Źródło stwierdziło, że Justin na planie zachowywał się graniczącego z obelżywością i zasugerowało, że tak głęboko wczuł się w swoją rolę, że był bliski wcielenia się w tę postać.

W wyniku niepokojącego obrotu wydarzeń zgłoszono, że zachowanie Justina na planie było niepokojąco bliskie obelżywemu wobec niektórych kobiet, okazywał nieprofesjonalne zachowanie i nie okazywał żadnych wyrzutów sumienia za swoje czyny.

„Reżyserowanie filmu tak poważnego i ważnego o przemocy domowej bez pozwolenia na włączenie kobiet w ten proces jest niepokojące”. 

Źródło podało, że aktor, który zajmował dodatkowo stanowiska reżysera i producenta, najwyraźniej przeoczył fakt, że Blake i Colleen pracowali razem z nim jako producenci i scenarzyści.

Powiedzieli, że wziął to „bardzo osobiście”, gdy para poprosiła o przepisanie scenariusza. 

„Bez książki Colleen to wszystko nie byłoby możliwe” – zauważyli. 

„It Ends With Us” Blake Lively będzie mieć wielką premierę w weekend otwarcia, a w walce o czołowe miejsca w kasie zmierzy się z „Deadpoolem i Wolverine” męża Ryana Reynoldsa
„It Ends With Us” Blake Lively będzie mieć wielką premierę w weekend otwarcia, a w walce o czołowe miejsca w kasie zmierzy się z „Deadpoolem i Wolverine” męża Ryana Reynoldsa

Jako oddany wielbiciel mogę śmiało powiedzieć, że niektóre sceny w filmie zostały szczegółowo przerobione pod kierunkiem Colleen – było to koniecznością. Jego zaangażowanie w wybór scenariusza było głębokie; odebrał je jako osobistą zniewagę, chociaż intencje stojące za tymi decyzjami były dalekie od zamierzonych dla niego.

Powiedzieli, że sytuacja pogorszyła się dopiero, gdy zaczął czuć się „atakowany” przez kobiety na planie. 

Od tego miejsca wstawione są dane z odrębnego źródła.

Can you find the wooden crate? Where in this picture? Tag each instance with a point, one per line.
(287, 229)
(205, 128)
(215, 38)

Źródło dodało: „Jego działania dotyczyły nie tylko kluczowych uczestników. Kiedy poczuł, że jest otoczony lub ma przewagę liczebną, jego współczucie znacznie się zmniejszyło.

Obecnie wydaje się, że sypie komplementami, być może z obawy, że mogą go zdemaskować. Wyczuwa zbliżającą się konfrontację i może próbować zrzucić winę za swoje czyny na swoją rolę aktora metodycznego.

DailyMail.com skontaktował się z przedstawicielami Blake’a, Justina i Colleen w celu uzyskania komentarza.